Tanakül

TANAKÜL ( TANAQIL)

Aşağıdaki resim, bu günkü geleneksel Türk kültürüne çok yabancıymış gibi duruyor. Oysa tamamen Orta Asya kökenli bir halkın yani bizim atalarımızın 2500-3000 yıl önce İtalya’nın bu gün dahi Turkanya diye anılan bölgesinde kurmuş olduğu ve Avrupa devletlerinin ilk yüksek kültür ve ekonomik gücünü oluşturan Turani bir devletten ve onun muhteşem Baş Kam’ı ( Başkanı ) ANAKÜL veya Latinlerin deyimiyle Tanakül’ün gerçek hikayesini anlatmaya çalıştım..

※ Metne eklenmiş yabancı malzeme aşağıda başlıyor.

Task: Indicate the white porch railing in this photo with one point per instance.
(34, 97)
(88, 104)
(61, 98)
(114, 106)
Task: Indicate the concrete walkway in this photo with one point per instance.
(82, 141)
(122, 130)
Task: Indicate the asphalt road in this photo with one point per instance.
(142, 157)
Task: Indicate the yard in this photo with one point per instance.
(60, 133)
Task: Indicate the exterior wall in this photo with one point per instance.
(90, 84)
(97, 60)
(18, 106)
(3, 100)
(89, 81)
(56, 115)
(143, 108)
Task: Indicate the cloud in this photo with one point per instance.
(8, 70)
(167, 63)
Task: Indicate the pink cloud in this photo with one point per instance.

Latinlerin bize Etrüskler diye servis ettikleri bu toplum, İtalya’nın Toscana bölgesinde MÖ. 1250 yılından beri yaşıyorlardı. MÖ.750’ler de güçlerinin zirvesindeydiler ( Gray 1844,1) Latin-Roma tarihi, Turan Kültürü esasları üzerine inşa edilen bir Aryan uygarlığı tarihidir ( I.Taylor. 1874.:6). Sadece Roma değil, Roma ile birlikte Grek sanatının etnolojik tarihini incelediğimizde “ Grek ve Roma sanatının Turan Uygarlığı üzerine inşa edilen iki örneğin olduğunu görürüz ( Ferguson 1874.).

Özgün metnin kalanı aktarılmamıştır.